The sky is raining down sharp slivers of light and I’m disappearing into the fire. Around me the earth is still shifting: animals and flora come in and out of view. It is almost as if an acid trip is coming on, but though my body is sinking into my mind, there is no bitter pharmaceutical aftertaste. I’m vanishing. Reptiles and insects are weaving around my legs and the night no longer seems cold. Up in the sky the familiar constellations have gone, replaced by ancient primeval clusters. A collection of stars forms the outline of a great lizard and in its centre one large star pulsates to the rhythm of my heart.
My fear has gone. In the distance a mountain is forming, a large purple dream at the edge of a pitch-black horizon. The mountain becomes the giant face of a black girl and as I look at her, earth starts to crumble down her face and she begins to age. I cannot tell how long this takes. I think that perhaps I’m dying. But if this is death it does not hurt and it does not touch my body.

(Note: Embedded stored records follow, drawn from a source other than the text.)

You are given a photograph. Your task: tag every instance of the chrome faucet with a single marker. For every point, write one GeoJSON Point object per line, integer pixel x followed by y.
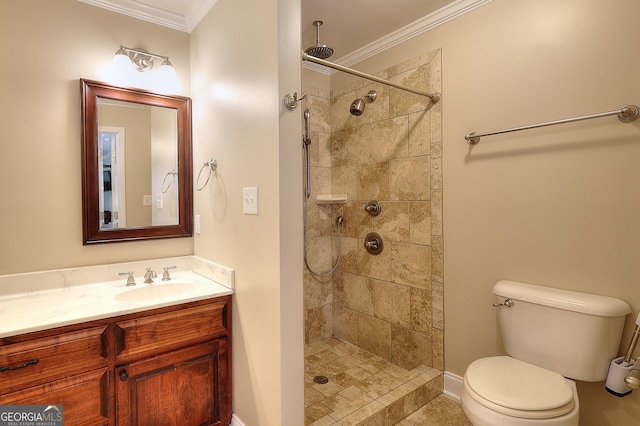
{"type": "Point", "coordinates": [130, 280]}
{"type": "Point", "coordinates": [149, 275]}
{"type": "Point", "coordinates": [165, 275]}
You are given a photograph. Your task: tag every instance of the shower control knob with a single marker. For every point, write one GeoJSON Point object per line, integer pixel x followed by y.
{"type": "Point", "coordinates": [373, 243]}
{"type": "Point", "coordinates": [373, 208]}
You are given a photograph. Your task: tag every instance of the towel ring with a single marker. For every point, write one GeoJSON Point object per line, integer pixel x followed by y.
{"type": "Point", "coordinates": [165, 186]}
{"type": "Point", "coordinates": [212, 165]}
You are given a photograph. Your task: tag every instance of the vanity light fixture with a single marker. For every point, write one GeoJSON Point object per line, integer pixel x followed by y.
{"type": "Point", "coordinates": [126, 59]}
{"type": "Point", "coordinates": [140, 58]}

The old woman of the mountain surrounds me and I can make out the hollows of her eyes. Her mouth opens and she sucks in the world. The ancient stars do a final dance, a mad symphony of colour, then they too disappear into her mouth. I shut my eyes and when I look up again the stars of the Milky Way are back in their place. I look around me, I look back up at the sky, I grab a fistful of dirt but all that I can sense are the physical shapes, sights and smells of the desert. The vision has gone.

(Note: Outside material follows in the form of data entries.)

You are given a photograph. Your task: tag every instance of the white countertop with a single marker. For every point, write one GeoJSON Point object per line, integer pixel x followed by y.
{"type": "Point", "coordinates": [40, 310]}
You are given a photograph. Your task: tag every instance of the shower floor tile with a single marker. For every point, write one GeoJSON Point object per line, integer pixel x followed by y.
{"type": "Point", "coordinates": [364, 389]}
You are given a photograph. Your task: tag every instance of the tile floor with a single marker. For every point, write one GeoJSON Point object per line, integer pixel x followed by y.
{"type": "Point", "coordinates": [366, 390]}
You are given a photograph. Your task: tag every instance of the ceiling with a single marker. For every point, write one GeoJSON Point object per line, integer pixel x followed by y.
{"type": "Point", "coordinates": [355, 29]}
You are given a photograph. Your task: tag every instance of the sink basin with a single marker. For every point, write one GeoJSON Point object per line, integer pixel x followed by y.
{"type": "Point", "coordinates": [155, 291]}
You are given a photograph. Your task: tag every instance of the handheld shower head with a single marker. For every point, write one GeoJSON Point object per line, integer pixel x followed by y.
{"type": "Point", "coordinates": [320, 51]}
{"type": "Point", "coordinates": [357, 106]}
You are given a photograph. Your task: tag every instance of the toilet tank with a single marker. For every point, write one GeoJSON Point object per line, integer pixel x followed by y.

I remain in the scrub, exhausted. The cold begins to eat into me again and I curl into a tight ball. I’m aware that I have just experienced a kind of magic, that I have finally been touched by the caress of gods, but I’m also sure that the magic sung tonight, all the colours and light, the fire and music, were not meant for me. My presence here is not needed. I sink into sleep, grateful for that accident of fate.
I will wake the next morning bathed in sand. I will spend most of the day thirsting for water and running a dry tongue across burnt lips. A truck will pick me up late in the afternoon and the driver will tell me stories of women and drugs and how the boongs control the economy. I will neither agree with him nor argue with him, but he will find security in the colour of my skin and proceed to off load hatred as if talking to a close friend. At Port Augusta I will get off and wander the streets seeking food. It will take me another two days to get to Sydney and when I arrive there I will avoid my old friends and acquaintances. I will not touch chemicals and instead I will slip quietly into a peaceful life in the inner western suburbs. I will gather a new circle of friends and I will learn how to play cards, and how to bet on the horses. I will feel safe and I will not question this safety. But occasionally, when a hot wind blows in from the west, I will remember that they are gathering guns in the outback.
The T-shirt with a Fist on it for Malcolm Hay
AMANDA RETURNED FROM THE AIR FRANCE counter shaking her head. She took her book out of her backpack and sat on the plastic seat next to Daniela. ‘Sorry, honey, it’s going to be another thirty minutes before they even open the counter.’
Daniela slumped further in her seat. All over the lounge, distressed and anxious travellers were volleying between the one television monitor listing departures and the other showing an episode of CSI: New York dubbed into Arabic.